By: Jeanne von Zastrow, Senior Director for Sustainability, Food Marketing Institute Future of Food

Have you seen the new movie Interstellar yet?  Will we have to go to a different galaxy to feed the future?  Not if we’re smart. 

Lately, there is an incredible escalation of interest from individuals and all public sectors about how we will provide food security for the 9 billion people we’ll need to feed in by 2050.  I’ve been on calls, webinars and running to meetings all over the country on sustainable agriculture, food security and food waste and in my mad dash from plane to plane, I’ve collected a potpourri of interesting tidbits to share.

What’s Keeping Us Up at Night?

Here are some of the facts I heard from recent events including the Washington Post Live Feeding the Future, and the World Wildlife Fund’s Fuller Symposium with National Geographic.  

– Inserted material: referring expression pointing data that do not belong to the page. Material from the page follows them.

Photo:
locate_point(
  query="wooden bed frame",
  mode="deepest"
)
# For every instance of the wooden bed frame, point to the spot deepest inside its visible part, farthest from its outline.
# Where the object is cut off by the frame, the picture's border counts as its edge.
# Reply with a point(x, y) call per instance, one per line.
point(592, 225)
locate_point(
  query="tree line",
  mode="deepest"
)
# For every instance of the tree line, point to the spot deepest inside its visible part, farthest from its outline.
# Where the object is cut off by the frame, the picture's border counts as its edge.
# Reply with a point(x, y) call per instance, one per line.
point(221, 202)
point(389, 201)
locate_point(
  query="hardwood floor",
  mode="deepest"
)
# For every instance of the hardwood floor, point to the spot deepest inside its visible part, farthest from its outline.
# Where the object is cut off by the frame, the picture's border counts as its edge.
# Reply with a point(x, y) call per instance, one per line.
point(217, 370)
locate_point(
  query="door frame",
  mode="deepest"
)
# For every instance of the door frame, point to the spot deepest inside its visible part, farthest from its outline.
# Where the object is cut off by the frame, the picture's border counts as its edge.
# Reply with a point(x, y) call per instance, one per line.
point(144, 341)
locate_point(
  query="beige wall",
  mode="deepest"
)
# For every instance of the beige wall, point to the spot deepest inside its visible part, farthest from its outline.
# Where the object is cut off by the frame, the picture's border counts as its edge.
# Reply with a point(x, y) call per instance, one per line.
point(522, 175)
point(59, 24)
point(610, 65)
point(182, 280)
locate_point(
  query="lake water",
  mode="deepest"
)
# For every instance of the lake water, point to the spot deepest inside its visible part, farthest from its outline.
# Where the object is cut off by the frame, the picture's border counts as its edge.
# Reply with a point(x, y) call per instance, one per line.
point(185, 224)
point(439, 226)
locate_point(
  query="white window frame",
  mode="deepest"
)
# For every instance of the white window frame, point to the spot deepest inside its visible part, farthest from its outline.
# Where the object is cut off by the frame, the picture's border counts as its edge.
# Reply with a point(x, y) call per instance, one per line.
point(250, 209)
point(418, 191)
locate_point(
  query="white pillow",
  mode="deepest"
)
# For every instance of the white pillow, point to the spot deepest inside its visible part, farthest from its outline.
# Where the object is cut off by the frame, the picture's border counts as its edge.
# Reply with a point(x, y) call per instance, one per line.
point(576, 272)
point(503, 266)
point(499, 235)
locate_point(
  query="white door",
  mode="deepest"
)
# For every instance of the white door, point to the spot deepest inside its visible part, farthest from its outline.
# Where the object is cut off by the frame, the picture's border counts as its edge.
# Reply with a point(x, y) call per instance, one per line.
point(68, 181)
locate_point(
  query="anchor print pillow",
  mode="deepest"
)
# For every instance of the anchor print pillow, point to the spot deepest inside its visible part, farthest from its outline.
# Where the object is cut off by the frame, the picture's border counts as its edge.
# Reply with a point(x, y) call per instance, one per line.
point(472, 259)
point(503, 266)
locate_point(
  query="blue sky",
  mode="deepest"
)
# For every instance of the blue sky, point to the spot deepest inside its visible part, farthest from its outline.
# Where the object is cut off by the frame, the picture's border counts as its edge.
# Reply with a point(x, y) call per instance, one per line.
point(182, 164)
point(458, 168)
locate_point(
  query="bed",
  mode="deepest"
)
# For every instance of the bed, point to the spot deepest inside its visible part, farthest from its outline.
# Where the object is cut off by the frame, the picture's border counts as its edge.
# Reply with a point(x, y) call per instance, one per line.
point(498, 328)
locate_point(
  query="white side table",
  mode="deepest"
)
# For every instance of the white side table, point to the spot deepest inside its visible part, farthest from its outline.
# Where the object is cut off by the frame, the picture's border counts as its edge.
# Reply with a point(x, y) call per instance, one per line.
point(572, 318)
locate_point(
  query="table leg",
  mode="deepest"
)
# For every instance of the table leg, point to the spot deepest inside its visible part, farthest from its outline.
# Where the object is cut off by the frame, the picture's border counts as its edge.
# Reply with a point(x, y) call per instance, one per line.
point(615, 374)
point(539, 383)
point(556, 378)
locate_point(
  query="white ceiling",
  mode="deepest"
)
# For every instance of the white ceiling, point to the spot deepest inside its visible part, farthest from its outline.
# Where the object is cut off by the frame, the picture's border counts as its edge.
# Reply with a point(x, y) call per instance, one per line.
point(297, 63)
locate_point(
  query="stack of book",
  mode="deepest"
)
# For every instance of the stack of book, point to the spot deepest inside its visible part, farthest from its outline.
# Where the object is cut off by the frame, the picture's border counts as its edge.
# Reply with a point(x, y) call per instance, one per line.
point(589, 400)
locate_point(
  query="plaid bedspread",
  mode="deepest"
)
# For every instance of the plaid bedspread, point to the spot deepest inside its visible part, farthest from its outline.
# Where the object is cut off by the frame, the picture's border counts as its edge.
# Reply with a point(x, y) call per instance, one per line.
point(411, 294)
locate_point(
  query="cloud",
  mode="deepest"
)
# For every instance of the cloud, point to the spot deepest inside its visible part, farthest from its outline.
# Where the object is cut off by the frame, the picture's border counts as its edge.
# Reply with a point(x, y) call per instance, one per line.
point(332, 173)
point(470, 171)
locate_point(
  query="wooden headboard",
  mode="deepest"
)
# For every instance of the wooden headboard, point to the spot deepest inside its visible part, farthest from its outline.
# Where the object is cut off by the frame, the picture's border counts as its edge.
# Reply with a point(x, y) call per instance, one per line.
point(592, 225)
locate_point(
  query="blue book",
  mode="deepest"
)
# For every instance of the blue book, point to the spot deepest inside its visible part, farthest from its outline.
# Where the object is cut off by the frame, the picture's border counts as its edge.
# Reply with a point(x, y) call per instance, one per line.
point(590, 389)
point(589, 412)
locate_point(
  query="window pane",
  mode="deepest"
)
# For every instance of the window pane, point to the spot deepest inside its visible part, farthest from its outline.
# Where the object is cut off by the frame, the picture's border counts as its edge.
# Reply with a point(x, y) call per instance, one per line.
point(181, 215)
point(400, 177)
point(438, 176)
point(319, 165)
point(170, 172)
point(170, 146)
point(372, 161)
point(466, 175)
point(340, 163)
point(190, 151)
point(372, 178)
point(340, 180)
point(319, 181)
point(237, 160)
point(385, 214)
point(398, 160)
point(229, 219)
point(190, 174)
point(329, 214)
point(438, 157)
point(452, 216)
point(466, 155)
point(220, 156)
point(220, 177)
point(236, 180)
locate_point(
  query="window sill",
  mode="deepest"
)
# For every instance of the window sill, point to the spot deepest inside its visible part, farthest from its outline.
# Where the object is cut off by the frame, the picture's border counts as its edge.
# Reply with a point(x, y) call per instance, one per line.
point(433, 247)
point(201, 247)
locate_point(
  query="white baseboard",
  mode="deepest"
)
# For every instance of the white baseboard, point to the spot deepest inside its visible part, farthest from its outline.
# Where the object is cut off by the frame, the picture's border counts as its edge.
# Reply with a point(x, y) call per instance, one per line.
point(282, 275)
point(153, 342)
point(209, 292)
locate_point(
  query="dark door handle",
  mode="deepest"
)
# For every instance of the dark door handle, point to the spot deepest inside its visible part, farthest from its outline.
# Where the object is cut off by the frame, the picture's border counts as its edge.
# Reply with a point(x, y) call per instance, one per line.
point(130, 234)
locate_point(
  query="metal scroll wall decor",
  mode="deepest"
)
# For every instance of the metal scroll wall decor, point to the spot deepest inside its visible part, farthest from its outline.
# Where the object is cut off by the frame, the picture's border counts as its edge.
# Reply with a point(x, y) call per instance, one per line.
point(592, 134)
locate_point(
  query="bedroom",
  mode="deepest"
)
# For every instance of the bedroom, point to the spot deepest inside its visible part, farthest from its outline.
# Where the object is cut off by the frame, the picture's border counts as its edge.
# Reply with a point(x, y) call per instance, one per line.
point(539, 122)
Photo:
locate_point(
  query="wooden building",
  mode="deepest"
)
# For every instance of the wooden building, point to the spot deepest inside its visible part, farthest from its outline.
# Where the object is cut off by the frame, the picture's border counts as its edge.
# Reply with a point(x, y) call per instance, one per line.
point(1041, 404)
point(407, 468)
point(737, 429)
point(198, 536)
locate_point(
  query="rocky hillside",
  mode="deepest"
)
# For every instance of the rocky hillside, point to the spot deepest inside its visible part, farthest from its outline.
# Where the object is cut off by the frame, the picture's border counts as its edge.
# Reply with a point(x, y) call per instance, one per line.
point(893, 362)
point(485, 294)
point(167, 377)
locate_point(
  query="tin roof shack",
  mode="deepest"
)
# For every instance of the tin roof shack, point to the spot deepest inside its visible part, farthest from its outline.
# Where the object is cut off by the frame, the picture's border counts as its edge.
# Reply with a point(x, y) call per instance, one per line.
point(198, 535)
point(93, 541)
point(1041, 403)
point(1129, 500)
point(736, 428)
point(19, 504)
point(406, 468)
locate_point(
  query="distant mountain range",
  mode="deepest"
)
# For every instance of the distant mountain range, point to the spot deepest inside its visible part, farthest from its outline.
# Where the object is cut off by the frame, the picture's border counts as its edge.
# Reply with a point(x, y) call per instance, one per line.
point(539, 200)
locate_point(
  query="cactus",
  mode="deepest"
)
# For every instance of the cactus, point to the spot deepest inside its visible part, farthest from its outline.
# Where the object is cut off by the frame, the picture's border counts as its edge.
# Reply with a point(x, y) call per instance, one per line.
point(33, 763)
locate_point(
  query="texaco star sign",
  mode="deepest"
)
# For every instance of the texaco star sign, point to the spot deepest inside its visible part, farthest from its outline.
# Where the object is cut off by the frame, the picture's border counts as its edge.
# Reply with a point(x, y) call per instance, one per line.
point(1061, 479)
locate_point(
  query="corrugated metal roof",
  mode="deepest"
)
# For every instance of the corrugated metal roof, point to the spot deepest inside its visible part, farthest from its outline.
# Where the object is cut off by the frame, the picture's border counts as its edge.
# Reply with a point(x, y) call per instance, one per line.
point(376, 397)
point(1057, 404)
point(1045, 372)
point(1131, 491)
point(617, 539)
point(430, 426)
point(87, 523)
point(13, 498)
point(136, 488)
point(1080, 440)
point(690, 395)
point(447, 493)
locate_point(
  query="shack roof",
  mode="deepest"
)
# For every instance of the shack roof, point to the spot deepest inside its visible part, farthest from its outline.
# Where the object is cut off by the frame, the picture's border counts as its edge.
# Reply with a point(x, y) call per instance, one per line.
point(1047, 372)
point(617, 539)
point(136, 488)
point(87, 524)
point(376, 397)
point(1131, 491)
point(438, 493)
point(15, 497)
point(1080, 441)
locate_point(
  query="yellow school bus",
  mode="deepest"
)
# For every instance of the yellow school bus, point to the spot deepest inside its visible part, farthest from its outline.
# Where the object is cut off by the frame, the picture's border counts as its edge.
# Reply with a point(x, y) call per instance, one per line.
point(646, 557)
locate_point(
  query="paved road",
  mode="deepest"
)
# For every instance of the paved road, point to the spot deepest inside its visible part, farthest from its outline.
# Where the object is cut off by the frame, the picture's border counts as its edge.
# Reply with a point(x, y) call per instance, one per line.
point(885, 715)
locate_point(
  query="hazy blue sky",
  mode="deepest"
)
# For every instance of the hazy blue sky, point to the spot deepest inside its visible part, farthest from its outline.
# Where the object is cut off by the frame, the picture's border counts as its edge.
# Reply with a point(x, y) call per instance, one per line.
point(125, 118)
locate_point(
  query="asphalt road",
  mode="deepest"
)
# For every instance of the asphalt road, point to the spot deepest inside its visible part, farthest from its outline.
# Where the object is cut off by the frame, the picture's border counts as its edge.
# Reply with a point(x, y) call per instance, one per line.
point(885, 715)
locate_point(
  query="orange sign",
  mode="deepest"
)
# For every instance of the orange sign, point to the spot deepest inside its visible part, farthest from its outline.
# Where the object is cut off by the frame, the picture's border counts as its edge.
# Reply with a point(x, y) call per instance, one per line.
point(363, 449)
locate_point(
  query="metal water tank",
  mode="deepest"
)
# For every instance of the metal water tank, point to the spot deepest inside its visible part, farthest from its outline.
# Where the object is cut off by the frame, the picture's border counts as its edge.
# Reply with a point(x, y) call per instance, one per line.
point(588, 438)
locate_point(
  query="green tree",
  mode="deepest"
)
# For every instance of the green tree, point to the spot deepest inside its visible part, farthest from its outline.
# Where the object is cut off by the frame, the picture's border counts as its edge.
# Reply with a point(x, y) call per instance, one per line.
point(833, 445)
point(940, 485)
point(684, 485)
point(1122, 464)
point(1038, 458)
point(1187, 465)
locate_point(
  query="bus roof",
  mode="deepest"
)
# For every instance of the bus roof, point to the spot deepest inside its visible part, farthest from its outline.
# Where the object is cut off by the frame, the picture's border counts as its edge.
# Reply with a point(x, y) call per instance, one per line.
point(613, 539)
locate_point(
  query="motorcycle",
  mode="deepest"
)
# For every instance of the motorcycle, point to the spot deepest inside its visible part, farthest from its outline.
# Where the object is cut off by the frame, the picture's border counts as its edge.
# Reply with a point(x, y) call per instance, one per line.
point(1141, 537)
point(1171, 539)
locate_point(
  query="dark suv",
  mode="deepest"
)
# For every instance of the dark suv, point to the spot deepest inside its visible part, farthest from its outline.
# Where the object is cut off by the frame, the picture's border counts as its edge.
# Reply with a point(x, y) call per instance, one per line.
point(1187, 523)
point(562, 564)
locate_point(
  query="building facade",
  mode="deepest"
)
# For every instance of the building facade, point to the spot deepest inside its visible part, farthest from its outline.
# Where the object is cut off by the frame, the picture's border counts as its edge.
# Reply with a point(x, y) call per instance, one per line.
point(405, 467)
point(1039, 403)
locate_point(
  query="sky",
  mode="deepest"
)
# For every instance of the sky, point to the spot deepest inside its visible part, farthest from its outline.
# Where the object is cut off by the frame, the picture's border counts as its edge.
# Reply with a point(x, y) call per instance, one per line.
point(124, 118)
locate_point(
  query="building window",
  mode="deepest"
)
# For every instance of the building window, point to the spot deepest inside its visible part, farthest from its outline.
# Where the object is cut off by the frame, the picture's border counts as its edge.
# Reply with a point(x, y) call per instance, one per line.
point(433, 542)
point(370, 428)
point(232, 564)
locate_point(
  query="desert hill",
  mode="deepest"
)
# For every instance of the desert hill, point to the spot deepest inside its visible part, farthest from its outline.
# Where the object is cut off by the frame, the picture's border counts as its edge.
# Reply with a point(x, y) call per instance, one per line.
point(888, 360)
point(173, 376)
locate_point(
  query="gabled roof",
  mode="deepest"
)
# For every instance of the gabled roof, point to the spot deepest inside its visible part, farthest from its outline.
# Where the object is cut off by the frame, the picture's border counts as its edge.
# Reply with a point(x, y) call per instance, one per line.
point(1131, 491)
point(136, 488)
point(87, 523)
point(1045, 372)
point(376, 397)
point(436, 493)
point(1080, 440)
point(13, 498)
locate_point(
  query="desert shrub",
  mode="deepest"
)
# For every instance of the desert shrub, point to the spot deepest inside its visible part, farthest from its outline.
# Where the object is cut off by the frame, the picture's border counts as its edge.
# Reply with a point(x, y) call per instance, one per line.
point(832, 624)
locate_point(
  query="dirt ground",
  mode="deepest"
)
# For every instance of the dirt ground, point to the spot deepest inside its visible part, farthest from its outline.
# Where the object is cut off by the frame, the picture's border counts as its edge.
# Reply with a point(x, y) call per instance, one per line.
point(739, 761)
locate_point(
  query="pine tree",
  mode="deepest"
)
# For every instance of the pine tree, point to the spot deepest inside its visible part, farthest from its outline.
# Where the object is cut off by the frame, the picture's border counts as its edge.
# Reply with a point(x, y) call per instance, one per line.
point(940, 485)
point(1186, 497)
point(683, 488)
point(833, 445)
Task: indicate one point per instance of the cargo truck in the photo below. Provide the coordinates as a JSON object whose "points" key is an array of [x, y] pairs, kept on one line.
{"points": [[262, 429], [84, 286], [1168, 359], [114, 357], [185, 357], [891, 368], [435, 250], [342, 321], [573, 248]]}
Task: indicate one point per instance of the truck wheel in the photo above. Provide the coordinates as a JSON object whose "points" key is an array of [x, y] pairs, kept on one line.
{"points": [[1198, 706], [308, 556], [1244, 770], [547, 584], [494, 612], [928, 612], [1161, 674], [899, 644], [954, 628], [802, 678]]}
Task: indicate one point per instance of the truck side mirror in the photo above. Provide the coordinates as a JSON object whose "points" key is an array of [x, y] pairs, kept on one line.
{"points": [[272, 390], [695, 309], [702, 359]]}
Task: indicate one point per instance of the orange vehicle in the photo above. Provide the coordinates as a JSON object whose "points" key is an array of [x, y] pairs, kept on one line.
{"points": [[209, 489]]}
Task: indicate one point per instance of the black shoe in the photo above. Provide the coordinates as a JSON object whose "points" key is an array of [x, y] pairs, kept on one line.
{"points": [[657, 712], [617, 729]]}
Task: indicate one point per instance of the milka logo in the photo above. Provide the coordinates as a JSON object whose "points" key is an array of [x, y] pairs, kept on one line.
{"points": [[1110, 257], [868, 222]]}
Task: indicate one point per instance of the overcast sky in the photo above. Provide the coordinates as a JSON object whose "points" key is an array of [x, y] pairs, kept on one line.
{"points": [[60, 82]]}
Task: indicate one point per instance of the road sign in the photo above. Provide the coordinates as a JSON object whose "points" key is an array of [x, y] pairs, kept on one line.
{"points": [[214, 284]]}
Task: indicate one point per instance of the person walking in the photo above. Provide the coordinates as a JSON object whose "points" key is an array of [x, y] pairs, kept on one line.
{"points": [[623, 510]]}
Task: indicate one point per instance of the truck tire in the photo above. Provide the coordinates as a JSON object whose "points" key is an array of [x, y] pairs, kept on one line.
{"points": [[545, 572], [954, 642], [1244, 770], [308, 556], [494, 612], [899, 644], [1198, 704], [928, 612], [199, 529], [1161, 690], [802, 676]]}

  • We’ll have to double our food production and reduce food waste to feed the planet by 2050.
  • Globally about one third of all food grown is lost or wasted.
  • Seventy percent of all fresh water and 40 percent of the world’s land is used for agriculture now.
  • Severe weather is here to stay, which means we need to rethink where and how food is grown.
  • A paradox of obesity and hunger exists. Globally, over 800 million are hungry, yet obesity and related diseases are skyrocketing in developed countries.
  • Food insecurity is global insecurity and food riots have occurred in 30 countries since 2008.
  • As developing countries grow their middle class, demand for meat and seafood will skyrocket. Sadly, 100 developing countries have taken back public parklands for agricultural use. 

Getting There Without Leaving the Galaxy

  • Transforming Food Waste to Valuable Resources: Food retailers are working on food waste. Some are backhauling food waste to distribution centers or using in-store bins for sorting. Many are using anaerobic digestion to convert food waste to energy. The Food Waste Reduction Alliance recently developed a Best Practices and Emerging Solutions Toolkit with more examples.
  • Drones Helping Agriculture: PrecisionHawk is a special high tech drone that can fly over large farms and communicate to chips embedded in the soil, plants and water to get a snapshot of how the farm is doing, and solutions to reduce pests and maximize production.
  • Bugs as Food: Open ocean aquaculture is using meal worms rather than catching fish to feed fish.
  • Customizable Urban Farming Solutions: Farming is going vertical, underground, and even making customizable greenhouses that can adapt to any climate.
  • Millennial Mindsets: The give back generation of tech savvy entrepreneurs is working hard to create a sustainable supply chain. Millennials are over 40 percent of our Global Sustainability Summit audience, and are demonstrating incredible innovation around sustainability. 
  • Strange Bedfellows: There is a new age of collaboration between competitors, government and NGO’s like never before.  Four retailers are combining their food waste into anaerobic digesters which provide electricity in Pennsylvania, and WWF is working with many companies on water foot printing and reductions.  USDA has initiative the Food Waste Challenge and FMI, The Food Waste Reduction Alliance, and some of our members are founding partners.  EPA has developed an extremely helpful tool called Waste Wise, which helps companies benchmark and reduce food waste. 

While our sustainability worries might be great, the future is now and progress towards a more sustainable food supply means our galactic search might not be needed.